If $c$ is odd and $cy$ $≡$ $4$ mod $n$, then $c$ is coprime to $n$.
Then it follows that $cy-4 = na$, so $cy-na = 4$. Then by Bezout's lemma, there exists integers $d$ and $w$ where $d=y$ and $e=-a$ such that $cd+na=4$, so the hcf($c,n$) = $4$, but this contradicts the fact that $c$ is odd. Contradiction, so $c$ and $n$ are coprime.
I feel like it isn't correct to apply Bezout's lemma like this. Help!
Alternative approach:
Given that :
$cy \equiv 4 \pmod{n}$
$c$ is odd.
To prove: $c$ is co-prime to $n$.
Without loss of generality, $c$ is not equal to either $(1)$ or $(-1)$.
For example, if $c = 1$, you could take $y = 13, n = 9.$
If $c = -1$, you could take $y = -13, n = 17.$
In both cases, you would have that $c,n$ are relatively prime.
From the premise, you know that $n$ divides $(cy - 4)$.
Suppose that $c$ is not co-prime to $n$.
Then, there exists some prime number $p$ such that $p$ divides $n$ and $p$ divides $c$.

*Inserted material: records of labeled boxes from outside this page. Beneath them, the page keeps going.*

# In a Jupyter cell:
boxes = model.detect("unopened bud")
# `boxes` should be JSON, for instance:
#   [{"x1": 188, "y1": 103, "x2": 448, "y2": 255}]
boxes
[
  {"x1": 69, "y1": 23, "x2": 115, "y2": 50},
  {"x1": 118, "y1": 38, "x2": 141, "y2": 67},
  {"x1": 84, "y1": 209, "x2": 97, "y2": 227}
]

Further, since $c$ is odd, you know that the prime number $p$ must be odd.
Since $n$ divides $(cy - 4)$, there exists some integer $a$ such that $an = cy - 4.$ Further, since $c$ is assumed to not equal $1$ or $-1$, and $c$ is odd, you know that $(cy)$ is not equal to $(4)$.
Therefore, $cy - 4$ is not equal to $(0)$. Therefore, $a$ is not equal to $(0)$.
So, you have that
$cy - an = 4$ and that $p$, an odd prime, divides both $n$ and $c$. Therefore, the odd prime $p$ divides $4$. This yields a contradiction.
Since the contradiction was explicitly caused by the assumption that there exists some prime $p$ such that $p$ is a factor of both $c$ and $n$, this assumption must be false.
Therefore, $c$ and $n$ must be coprime.